Call us: 0800 347 257

Broking problems or a family dispute?

Ariki’s father Wiremu owned a property and wanted to free up some money to do some renovations. He also wanted to have some money available to invest. Together with his family he decided that some of his children would purchase the property to free up the money he needed.

Ariki approached a mortgage adviser. He asked the adviser to help get a loan of $300,000 to purchase the property from his father. Ariki told the adviser he was self-employed and had a bad credit history. Based on this the adviser recommended that other members of the family should apply for a loan.

The adviser submitted a joint loan application to a bank. The borrowers were going to be Ariki’s sister (Marama) and his sister-in-law. This application was declined because of his sister-in-law’s credit history. The adviser then submitted a second application to a different bank that was only in Marama’s name. This second application was approved, with the bank taking a mortgage over the property.

The adviser then referred Ariki and his family to a lawyer who helped them set up a family trust. The family trust was set up to own the property and it was intended to protect the interests of all family members.

After the loan was taken out Ariki complained that the adviser had given bad advice and breached professional standards.

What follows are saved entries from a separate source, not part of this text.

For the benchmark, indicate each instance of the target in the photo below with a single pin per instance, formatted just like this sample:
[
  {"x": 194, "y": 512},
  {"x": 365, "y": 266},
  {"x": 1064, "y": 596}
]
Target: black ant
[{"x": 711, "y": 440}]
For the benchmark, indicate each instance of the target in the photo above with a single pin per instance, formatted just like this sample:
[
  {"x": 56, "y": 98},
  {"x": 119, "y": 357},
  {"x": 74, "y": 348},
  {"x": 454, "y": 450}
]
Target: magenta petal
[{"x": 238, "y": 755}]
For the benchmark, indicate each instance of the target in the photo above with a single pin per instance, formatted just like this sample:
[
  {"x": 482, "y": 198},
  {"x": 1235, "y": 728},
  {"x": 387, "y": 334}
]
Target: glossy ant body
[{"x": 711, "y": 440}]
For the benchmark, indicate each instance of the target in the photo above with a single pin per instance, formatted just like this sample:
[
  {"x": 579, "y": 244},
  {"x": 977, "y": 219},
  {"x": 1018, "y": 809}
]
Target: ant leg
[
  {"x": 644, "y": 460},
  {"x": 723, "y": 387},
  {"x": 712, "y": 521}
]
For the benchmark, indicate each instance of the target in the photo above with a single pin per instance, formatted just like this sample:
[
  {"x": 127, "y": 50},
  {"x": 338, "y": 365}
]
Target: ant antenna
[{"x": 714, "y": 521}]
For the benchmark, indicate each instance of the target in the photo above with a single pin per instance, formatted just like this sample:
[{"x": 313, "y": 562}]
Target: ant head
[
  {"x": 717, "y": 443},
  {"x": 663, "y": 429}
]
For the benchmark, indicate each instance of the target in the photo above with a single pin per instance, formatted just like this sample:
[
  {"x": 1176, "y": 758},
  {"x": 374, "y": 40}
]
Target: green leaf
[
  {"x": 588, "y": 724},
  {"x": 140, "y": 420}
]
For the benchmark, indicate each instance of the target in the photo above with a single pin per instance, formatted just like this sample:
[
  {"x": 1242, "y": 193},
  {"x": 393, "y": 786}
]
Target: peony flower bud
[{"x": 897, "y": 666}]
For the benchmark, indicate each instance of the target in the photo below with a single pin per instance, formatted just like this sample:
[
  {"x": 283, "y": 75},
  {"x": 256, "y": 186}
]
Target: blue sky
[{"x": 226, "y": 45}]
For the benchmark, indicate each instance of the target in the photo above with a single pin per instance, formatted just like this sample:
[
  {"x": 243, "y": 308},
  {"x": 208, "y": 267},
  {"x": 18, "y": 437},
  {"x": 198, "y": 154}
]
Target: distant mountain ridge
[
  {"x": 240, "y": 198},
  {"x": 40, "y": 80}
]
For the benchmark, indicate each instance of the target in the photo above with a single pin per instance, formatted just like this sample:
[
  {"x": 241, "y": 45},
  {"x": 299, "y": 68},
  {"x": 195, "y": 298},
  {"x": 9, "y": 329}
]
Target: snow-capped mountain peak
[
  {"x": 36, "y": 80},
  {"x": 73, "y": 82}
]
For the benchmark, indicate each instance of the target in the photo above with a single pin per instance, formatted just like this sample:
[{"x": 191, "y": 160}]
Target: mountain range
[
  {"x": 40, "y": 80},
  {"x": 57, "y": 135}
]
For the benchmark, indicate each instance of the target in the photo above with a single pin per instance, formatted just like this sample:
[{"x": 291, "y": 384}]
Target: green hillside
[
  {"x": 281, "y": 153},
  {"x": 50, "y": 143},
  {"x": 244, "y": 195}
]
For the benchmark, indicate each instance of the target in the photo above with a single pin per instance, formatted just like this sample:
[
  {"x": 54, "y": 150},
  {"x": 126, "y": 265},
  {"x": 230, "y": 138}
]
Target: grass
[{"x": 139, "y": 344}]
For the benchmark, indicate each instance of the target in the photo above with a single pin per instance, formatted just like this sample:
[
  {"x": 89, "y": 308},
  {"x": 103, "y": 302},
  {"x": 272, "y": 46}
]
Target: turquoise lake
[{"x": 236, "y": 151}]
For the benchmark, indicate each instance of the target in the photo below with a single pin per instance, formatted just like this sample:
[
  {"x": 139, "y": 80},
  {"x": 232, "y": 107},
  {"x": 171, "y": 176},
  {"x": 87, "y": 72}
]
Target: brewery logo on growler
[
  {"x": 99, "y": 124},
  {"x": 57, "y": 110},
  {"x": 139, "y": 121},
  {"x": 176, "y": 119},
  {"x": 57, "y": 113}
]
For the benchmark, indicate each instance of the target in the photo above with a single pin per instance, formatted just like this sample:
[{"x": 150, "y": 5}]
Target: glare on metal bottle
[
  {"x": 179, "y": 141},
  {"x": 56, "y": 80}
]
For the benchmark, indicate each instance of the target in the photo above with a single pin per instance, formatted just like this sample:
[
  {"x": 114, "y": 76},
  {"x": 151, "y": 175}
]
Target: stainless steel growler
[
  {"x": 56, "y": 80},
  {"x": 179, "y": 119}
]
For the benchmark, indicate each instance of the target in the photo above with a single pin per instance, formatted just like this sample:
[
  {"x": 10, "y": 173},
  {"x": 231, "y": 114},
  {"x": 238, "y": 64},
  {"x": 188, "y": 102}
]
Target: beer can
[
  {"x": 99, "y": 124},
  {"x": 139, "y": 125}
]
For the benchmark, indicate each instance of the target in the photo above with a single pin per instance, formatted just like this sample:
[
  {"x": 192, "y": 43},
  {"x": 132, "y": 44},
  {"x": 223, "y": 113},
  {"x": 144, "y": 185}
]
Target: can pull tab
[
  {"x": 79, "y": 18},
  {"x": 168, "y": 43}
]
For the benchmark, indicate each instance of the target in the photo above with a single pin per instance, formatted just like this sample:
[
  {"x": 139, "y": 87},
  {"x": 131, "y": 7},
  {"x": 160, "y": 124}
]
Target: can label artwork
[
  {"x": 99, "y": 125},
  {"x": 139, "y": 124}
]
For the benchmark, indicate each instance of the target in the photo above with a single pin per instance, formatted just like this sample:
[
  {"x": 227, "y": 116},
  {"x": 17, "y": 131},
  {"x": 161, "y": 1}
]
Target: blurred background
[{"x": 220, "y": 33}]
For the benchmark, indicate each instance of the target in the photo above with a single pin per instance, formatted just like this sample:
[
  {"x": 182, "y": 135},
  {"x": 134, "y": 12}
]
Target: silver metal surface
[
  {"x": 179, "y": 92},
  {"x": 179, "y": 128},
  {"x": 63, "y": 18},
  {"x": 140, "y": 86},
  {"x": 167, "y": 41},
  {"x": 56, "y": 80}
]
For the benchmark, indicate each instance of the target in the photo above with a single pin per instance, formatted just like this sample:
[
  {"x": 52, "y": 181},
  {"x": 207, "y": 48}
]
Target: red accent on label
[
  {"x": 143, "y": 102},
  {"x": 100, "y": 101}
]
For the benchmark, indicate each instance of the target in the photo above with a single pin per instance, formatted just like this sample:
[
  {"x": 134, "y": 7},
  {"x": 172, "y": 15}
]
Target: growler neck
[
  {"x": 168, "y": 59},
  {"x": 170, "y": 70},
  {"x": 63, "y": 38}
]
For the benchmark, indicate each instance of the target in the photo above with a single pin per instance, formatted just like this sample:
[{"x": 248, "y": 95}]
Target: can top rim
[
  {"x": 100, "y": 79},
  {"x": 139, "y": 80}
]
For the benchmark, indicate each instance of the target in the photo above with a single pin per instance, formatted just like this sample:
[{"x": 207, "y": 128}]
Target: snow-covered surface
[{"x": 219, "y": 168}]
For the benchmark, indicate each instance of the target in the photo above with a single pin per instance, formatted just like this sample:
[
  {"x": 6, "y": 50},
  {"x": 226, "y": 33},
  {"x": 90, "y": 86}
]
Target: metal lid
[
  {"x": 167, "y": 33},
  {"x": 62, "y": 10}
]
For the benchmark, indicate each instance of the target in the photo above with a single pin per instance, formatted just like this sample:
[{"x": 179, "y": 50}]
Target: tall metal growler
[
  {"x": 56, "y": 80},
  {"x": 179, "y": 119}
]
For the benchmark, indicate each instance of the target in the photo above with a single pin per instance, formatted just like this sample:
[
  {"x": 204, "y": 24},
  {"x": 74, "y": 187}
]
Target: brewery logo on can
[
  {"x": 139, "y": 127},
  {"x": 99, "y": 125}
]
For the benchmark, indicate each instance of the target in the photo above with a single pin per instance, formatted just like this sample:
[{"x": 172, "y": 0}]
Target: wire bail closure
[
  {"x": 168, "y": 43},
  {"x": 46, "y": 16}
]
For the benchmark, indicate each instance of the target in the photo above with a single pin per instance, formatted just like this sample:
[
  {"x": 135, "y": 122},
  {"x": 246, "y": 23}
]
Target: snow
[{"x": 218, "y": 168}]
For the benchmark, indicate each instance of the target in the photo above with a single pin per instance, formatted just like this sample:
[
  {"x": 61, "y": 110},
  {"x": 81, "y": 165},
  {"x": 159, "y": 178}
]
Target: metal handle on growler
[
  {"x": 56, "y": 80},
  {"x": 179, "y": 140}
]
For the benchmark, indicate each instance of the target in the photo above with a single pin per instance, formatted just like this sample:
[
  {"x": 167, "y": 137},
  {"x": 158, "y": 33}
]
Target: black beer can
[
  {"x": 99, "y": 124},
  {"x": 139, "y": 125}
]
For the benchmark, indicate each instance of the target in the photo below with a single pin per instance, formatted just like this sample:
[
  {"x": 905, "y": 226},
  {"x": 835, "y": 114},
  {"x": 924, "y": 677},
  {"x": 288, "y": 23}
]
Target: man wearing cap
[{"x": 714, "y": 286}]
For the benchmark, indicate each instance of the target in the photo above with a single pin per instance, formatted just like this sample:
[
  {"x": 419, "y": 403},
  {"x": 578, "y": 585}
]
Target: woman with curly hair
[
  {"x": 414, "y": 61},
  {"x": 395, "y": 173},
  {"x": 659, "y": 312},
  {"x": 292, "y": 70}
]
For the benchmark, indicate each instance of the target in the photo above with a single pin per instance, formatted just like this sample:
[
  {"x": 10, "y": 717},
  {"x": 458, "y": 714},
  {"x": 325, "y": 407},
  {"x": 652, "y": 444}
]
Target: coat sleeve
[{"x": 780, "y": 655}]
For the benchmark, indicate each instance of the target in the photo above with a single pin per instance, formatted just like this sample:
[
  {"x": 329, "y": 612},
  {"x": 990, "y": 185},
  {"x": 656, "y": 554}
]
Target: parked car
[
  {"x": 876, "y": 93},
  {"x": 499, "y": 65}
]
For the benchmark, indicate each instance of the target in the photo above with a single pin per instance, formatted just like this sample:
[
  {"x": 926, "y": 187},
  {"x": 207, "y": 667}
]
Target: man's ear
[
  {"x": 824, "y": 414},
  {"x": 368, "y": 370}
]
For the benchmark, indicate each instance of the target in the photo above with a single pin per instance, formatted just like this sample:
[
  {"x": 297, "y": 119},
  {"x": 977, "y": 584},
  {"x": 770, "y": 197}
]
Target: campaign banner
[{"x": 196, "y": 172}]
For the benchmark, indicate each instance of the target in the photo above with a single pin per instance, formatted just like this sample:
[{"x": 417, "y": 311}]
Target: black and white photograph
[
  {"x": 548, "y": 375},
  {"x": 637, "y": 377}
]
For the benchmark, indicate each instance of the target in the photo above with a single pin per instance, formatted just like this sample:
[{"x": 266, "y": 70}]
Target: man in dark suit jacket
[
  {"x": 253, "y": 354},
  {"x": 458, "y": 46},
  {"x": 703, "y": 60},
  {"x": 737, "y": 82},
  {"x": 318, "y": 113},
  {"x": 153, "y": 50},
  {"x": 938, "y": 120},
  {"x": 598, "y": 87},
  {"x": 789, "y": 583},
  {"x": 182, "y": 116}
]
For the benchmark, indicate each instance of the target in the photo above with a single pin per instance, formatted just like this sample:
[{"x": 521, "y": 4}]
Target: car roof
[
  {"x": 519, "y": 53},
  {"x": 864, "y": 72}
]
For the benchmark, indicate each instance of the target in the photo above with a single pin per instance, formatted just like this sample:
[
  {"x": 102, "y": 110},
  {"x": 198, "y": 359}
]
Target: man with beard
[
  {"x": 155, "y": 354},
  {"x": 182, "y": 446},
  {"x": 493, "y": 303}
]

This was because Ariki was unhappy with the home renovations Marama had arranged. He also said Marama had stopped him from accessing the property.


Ariki complained that the adviser had worked secretly with Marama to get the loan in her sole name. He said that once the loan was approved, the adviser pressured him into accepting the arrangement, and this gave Marama all the power to do what she wanted with the property. He also said this put the other family members at a disadvantage, and even meant Wiremu was worse off because he was left paying rent to Marama.

Ariki also claimed the adviser had prevented him from becoming a borrower. He suggested the adviser should have applied to second-tier lenders so more members of the family could have been joint borrowers.

The adviser didn’t agree with Ariki’s complaint. He said he had been instructed to obtain a loan of $300,000 and had fulfilled his duties as a broker. He also said he wasn’t responsible for the later dispute between Ariki and Marama.


After reviewing all the correspondence between Ariki and the adviser, we decided the adviser had done what he was engaged to do, which was to obtain a loan of $300,000. We didn’t accept that the adviser had pressured Ariki, particularly because of an email where Ariki confirmed he agreed with Marama being the sole borrower.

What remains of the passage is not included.